Strukturell männlich dominiert
Es reichen nicht des Dorfrichters Blessuren, sein derangiertes Gesicht. Nein, Regisseur Wilke Weermann will, dass jedem vor Augen geführt wird, um was es hier geht: Gewalt gegen Frauen! Deshalb stellt er Kleists zerbrochnem Krug eine Vergewaltigungsszene voran, die sich auf einem Tisch abspielt, der die Bühne beherrscht. Dorfrichter Adam übt gegenüber Eve Gewalt aus und offenbart seinen viehischen Charakter, indem er während seines Orgasmus' röhrt wie ein brünftiger Hirsch. Wer das nicht begriffen hat, dem ist nicht mehr zu helfen. Warum Weermann diesen Holzhammer auspackt, wird eigentlich nicht ganz klar, verfügen er und sein Ensemble doch über sehr feine Möglichkeiten, Schreckliches auszudrücken und deutlich zu machen.

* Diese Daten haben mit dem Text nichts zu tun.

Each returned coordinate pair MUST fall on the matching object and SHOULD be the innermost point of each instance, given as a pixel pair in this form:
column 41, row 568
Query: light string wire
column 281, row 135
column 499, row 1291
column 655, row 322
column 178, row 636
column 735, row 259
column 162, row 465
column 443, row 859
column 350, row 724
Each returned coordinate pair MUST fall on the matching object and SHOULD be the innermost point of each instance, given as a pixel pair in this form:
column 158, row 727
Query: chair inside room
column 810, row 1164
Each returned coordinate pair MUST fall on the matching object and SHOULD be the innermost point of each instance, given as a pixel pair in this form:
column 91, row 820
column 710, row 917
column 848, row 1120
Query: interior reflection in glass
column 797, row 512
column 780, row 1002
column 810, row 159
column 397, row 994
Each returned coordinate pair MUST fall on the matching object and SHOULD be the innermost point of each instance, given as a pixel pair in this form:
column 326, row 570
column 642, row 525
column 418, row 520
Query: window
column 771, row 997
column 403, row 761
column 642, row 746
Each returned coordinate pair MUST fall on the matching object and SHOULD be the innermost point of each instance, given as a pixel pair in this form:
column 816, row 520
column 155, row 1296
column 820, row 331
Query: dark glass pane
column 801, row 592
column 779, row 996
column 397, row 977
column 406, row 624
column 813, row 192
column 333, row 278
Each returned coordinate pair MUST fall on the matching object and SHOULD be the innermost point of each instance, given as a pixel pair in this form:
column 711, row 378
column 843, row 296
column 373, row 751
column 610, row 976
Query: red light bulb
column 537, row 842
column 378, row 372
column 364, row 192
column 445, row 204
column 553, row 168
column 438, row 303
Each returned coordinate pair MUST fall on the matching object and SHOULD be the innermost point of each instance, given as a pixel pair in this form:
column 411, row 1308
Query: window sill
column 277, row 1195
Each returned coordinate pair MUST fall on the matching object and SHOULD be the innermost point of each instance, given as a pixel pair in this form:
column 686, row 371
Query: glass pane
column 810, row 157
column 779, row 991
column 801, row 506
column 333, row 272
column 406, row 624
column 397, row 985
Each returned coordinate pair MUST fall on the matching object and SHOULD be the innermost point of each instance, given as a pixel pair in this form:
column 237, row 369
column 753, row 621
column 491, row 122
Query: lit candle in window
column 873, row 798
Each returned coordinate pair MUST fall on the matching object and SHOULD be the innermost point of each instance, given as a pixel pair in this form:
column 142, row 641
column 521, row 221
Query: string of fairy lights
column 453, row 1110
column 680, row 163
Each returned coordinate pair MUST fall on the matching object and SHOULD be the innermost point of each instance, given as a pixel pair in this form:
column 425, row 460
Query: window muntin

Der Tisch kommt einem jener Seziertische nahe, die man landauf, landab in Krimis sieht. Und das passt gut, denn an und um diesen Tisch herum wird vieles seziert. Es geht um Machtspiele im Justizsystem, die bald den Komplex "Gewalt gegen Frauen" zu überlagern drohen. Bis zum Schluss klärt sich die Frage nicht, wo dieses Gericht angesiedelt ist. Mit ID-Karten sind die Beteiligten ausgestattet. Das Ganze wirkt ein wenig futuristisch. Das ist aber für den Kern des Stückes unerheblich. Doch die Handlungsmuster sind sehr heutig: Jeder will die eigenen Interessen durchsetzen. Der Vergewaltiger, Dorfrichter Adam, denkt gar nicht daran, seine Pfründe aufzugeben. Seiner Meinung nach war die Vergewaltigung ein Akt, zu dem er jedes Recht hatte. Raphael Rubino gibt ihn als selbstgefälligen barocken Provinzfürsten. Unter Druck gerät er, als der Gerichtspräsident Walter seine Methoden bei der Prozessführung hinterfragt und anscheinend über einen Knopf im Ohr mit einer übergeordneten Instanz verbunden ist. Artur Spannagel bleibt stets ruhig und sachlich. Dabei zieht er die Schlinge um des Richters Hals immer ein Stück mehr zu.
Viele Hunde sind des Hasen Tod: Auch Schreiber Licht, den Carola von Seckendorff mit einer Portion Bauernschläue ausstattet, sägt am Sessel seines Vorgesetzten und möchte diesen beerben. Eves Verlobter Ruprecht denkt nicht daran, ihr zu vertrauen und beklagt stattdessen ihre Untreue. Ein typischer Macho ist es, den Julius Janosch Schulte überzeugend gibt und der halt in allen gesellschaftlichen Schichten existiert.
Ilja Harjes ist Frau Rull, um deren Krug es längst nicht mehr geht und deren Rolle vom Regieteam auch wenig beachtet wird. Das tolle Ensemble vervollständigt Alaaeldin Dyab als debiler Gerichtsdiener. Keinerlei Sinn hat indes, dass Männer Frauenrollen spielen und umgekehrt. Weil dieser Geschlechtertausch zu häufig zu sehen ist, verpufft jegliche Wirkung.
Lange musste sie darauf warten auszusagen, doch dann gerät Eves Auftritt zur Sternstunde. Clara Kroneck kann allen Schmerz, alle Kränkungen, die ihr widerfahren sind, leise und still vorbringen. Und dennoch sind ihre Worte Stachel, die ins Fleisch der Täter stechen. Ein Kampf ist gewonnen, aber so viele werden noch folgen. Das Publikum feiert alle Beteiligten einer sehr differenzierten Produktion.